The Financial Times reports that 99.7 percent of shareholders who had voted before the meeting approved the transaction, with these investors holding four fifths of the shares registered for the EGM.

Microsoft’s takeover bid was first announced in September and shareholder approval of the deal marks the end of Nokia’s 30 year involvement with mobile phone manufacturing.

Nokia Microsoft sale

Nokia Lumia 625 (10)The firm was the most successful smartphone maker from the beginning of the century until the arrival of Apple’s iPhone and Google’s Android wiped away its lead. More recently it joined Microsoft’s Windows Phone initiative  in early 2011, becoming the most successful device manufacturer for that platform.

Microsoft will hope the acquisition of Nokia’ss handset business will strengthen the mobile operating system and increase its share of the smartphone market.
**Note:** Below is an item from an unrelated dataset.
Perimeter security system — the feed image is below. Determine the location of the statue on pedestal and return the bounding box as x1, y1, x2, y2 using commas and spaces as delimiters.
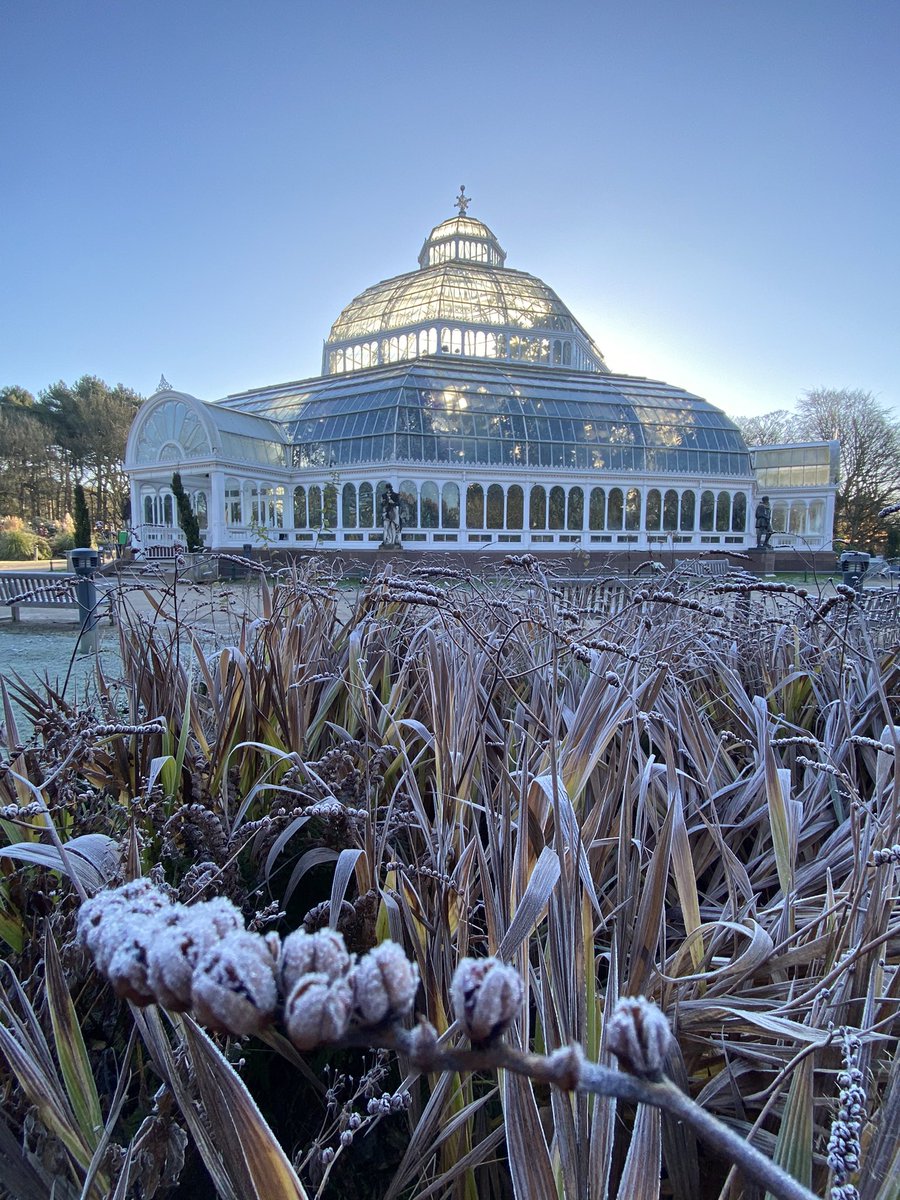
382, 484, 403, 548
756, 496, 772, 550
Nokia will be left with its Here Maps, advanced technology and network solutions businesses, with the firm’s most recent quarterly results offering positive signs to its future. Nokia posted sales figures of €5.7 billion (£4.9bn) in the second quarter of 2013, but €2.9 billion (£2.5bn), more than half, of this was generated by the divisions that Microsoft is not acquiring.

It has been suggested the new Nokia could seek a tie-up with troubled equipment manufacturer Alcatel-Lucent, which has lost around $10 billion since the two firms merged in 2006, to better challenge the likes of Ericsson, Huawei and ZTE.

The EGM is expected to continue for several hours to allow some smaller shareholders to voice their anger at the sale of an iconic Finnish business and to debate Stephen Elop’s huge $25.4 million (£16m) payoff.

Elop is entitled to 18 months of his salary, along with a “management short term cash incentive” worth $5.7 million and share awards of $19.7 million, despite the fact he will be joining Microsoft in a new role once Nokia’s handset business changes hands.